Son président-directeur général, Sylvain Lavoie, est bien conscient du rôle moteur que son organisation peut et doit avoir pour l’expansion de la littérature francophone aux Territoires du Nord-Ouest.

«Ce qui est intéressant, c’est de voir de quelle façon on est en mesure de faire ressortir la littérature qui vient des territoires et de faire en sorte qu’on puisse la promouvoir pour l’encourager», explique-t-il.

Il ajoute que «les auteurs, les auteures, deviennent des modèles et inspirent aussi par la suite de nouvelles personnes à suivre le chemin».

La série de conférences Noires Amériques, organisée par le CFA pour la seconde année consécutive, connait un franc succès et participe à la promotion de l’écriture francophone en milieu minoritaire.

Une action que le CFA ne compte pas limiter aux provinces, comme le souligne son dirigeant :

Notre objectif, c’est aussi de faire connaitre les particularités [du Nord] parce que vous avez une histoire, une réalité tellement intéressante, riche et différente qui fait partie de la diversité culturelle et linguistique de la francophonie canadienne et des Amériques.

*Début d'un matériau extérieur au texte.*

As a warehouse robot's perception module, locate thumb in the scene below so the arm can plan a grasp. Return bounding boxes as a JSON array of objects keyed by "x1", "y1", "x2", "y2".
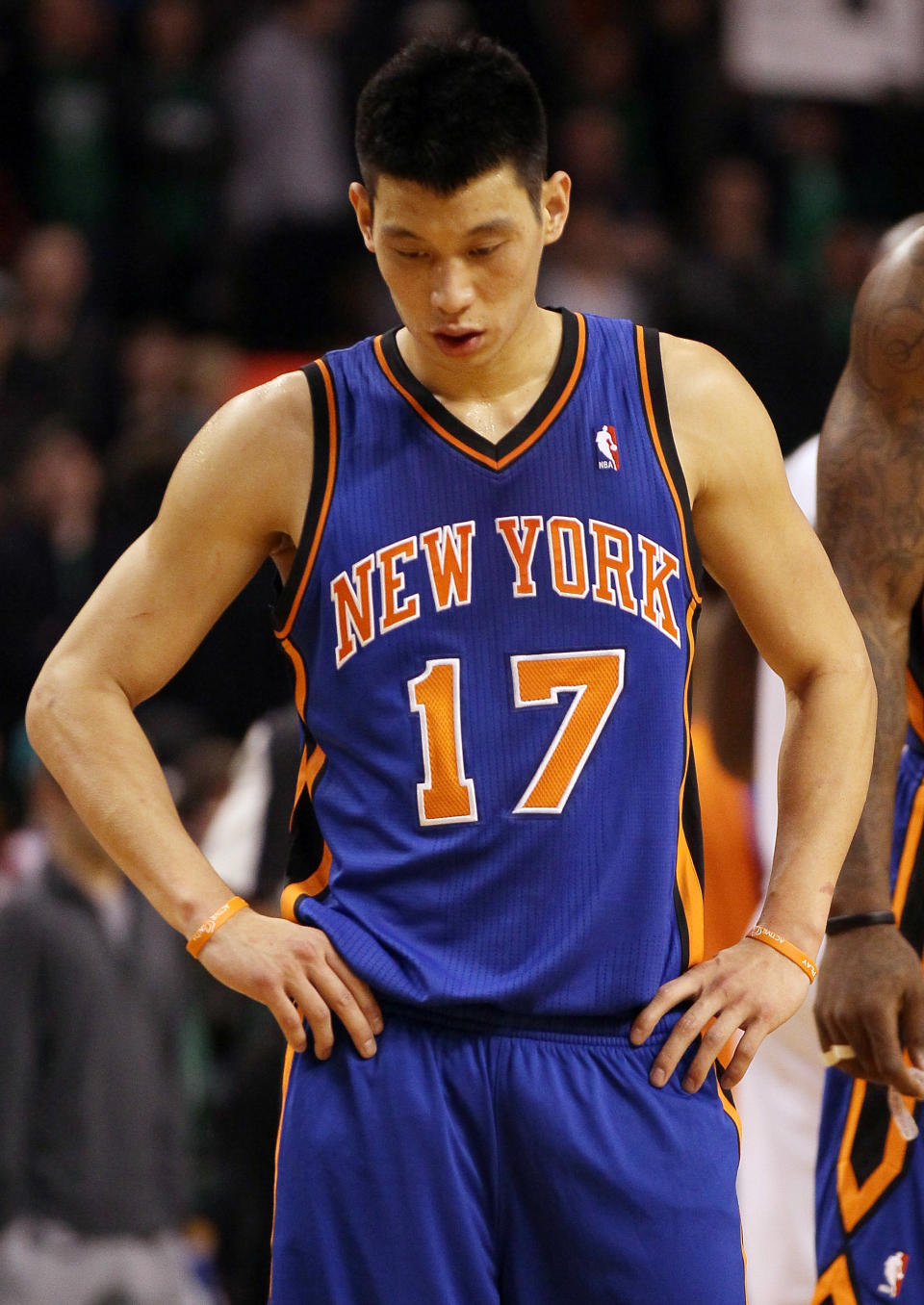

— Sylvain Lavoie, président-directeur général du Centre de la francophonie des Amériques (CFA)

«C’est certain que de faire connaitre et promouvoir cette idée-là via la littérature ou via d’autres formes d’art aussi, c’est ce qu’on souhaite faire», ajoute Sylvain Lavoie.

Il encourage donc fortement les auteurs et autrices du Nord à se manifester pour mettre en avant leurs réalités. Il assure que même si le CFA «a des choix difficiles à faire, parce que nous sommes limités tant par le temps que par les ressources, il est certain que nous cherchons à promouvoir le rayonnement de talent».

Il rappelle que le CFA tient «à mettre en mouvement cette francophonie pour permettre à ces auteurs-là aussi d’avoir leur place et de rayonner dans l’ensemble des Amériques. C’est aussi notre mandat, de contribuer à faire ça, notamment avec les différents intervenants du milieu».